A favorite book I came across many years ago was titled My South. It was a compilation of poems and short stories from a number of people across the southern region who wrote about their version of the south. It is true there is no place quite like the south, and as I age there are no people on earth quite like the people who live in the south. And that goes especially for those of us born and raised under the scorching summer sun.
There is not much to remark about when it comes to winter in the south --- if we have a winter at all. And the fall can often be one quick wave of a first deep freeze dropping the leaves quickly. It can also ease along in such a way that the trees do not even look bare until mid-February. Spring can be a stunning show in the south. It depends on when that last hard freeze slips in. If the blooms and buds are already sporting the trees and shrubs our spring will be at best green, little fruit, and splotches of color here and there. I heard a Master Gardener comment one day that if the last hard freeze hits just right before this takes place the plants all seem to hit a reset button at once and spring explodes in unison. I believe we had that this year.
When it comes to summer in the south there are no variables that can change the outcome. Even if there is some El Nino or El Nina, the slightest of wind shifts may be felt. Summer in the south is one continuous weather pattern of "hot, mostly sunny with some clouds and a chance of rain." There is an unspoken promise of warm humid mornings and hot steamy afternoons. Evening thunderheads bubbling up from the southern shores of the great gulf casting a light show across the night sky leaving frogs, locusts, and crickets chanting and croaking for more.
The south is a "Sun Drop when it's really hot, a thunderstorm at five o'clock." To some it is "peaches in the summertime, barbecue and Sunday school." To others it is "laughter and play around a cold pool." Regardless, that old song that played before my time still plays on old time radio stations. "Roll out those Lazy Crazy Hazy days of Summer." Everything slows down as the heat sets in. Even the sun seems reluctant to dip down below the horizon and the afternoons tend to hang on forever.

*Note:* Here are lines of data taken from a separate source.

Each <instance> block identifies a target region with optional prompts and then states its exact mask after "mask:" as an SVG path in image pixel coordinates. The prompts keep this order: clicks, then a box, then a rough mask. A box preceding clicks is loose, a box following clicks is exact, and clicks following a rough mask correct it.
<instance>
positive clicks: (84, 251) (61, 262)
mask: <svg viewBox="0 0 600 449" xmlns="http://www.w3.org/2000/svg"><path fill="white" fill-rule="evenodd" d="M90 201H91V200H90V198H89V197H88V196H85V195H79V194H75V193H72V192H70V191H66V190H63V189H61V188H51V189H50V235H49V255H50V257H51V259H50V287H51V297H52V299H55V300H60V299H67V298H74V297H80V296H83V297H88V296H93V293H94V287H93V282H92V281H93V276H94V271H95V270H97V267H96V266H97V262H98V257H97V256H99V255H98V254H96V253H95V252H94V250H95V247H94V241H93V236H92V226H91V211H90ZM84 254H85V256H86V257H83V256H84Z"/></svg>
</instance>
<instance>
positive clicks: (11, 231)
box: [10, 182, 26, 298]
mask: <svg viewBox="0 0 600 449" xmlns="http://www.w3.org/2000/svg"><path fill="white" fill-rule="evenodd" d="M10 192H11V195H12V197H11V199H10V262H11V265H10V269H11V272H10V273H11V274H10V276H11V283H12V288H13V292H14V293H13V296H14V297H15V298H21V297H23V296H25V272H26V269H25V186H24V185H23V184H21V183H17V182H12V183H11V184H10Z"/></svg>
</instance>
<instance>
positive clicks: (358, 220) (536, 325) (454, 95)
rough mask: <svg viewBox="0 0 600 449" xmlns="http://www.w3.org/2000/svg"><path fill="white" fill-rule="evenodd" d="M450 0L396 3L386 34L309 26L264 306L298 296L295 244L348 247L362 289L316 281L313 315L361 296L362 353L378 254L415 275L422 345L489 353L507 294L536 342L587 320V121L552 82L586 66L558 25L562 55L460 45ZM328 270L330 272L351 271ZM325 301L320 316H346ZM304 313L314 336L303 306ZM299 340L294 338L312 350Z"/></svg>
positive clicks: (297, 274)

Homemade popsicles circulate made with fruit juice or lemonade. Sprinklers water gardens and entertain children throughout a late afternoon. Joggers and walkers wake up earlier and earlier to chance escaping the morning heat. The smell of fresh cut grass permeates the air on the weekends as lawn mowers are cranked up to chop and trim the growth of what the afternoon rains triggered.
We have no great cold fronts barreling down with icy forecasts or warm fronts backing up from the salty waters below. We don't have an 80-degree afternoon that drops 20 degrees within 30 minutes. And we don't have massive storms in the dead of summer unless it is one great one being awarded its own grand title slowly churning and spinning toward our shores. There is nothing remarkable about our summers in the south aside from insects, critters and mankind all seeking the same water and shade. And yet, there is no place quite like the south in the summertime. And by August we promise we will never miss it again when it goes. And by February we will be strumming our fingers casting our gaze on a gray yard wishing it back in a hurry.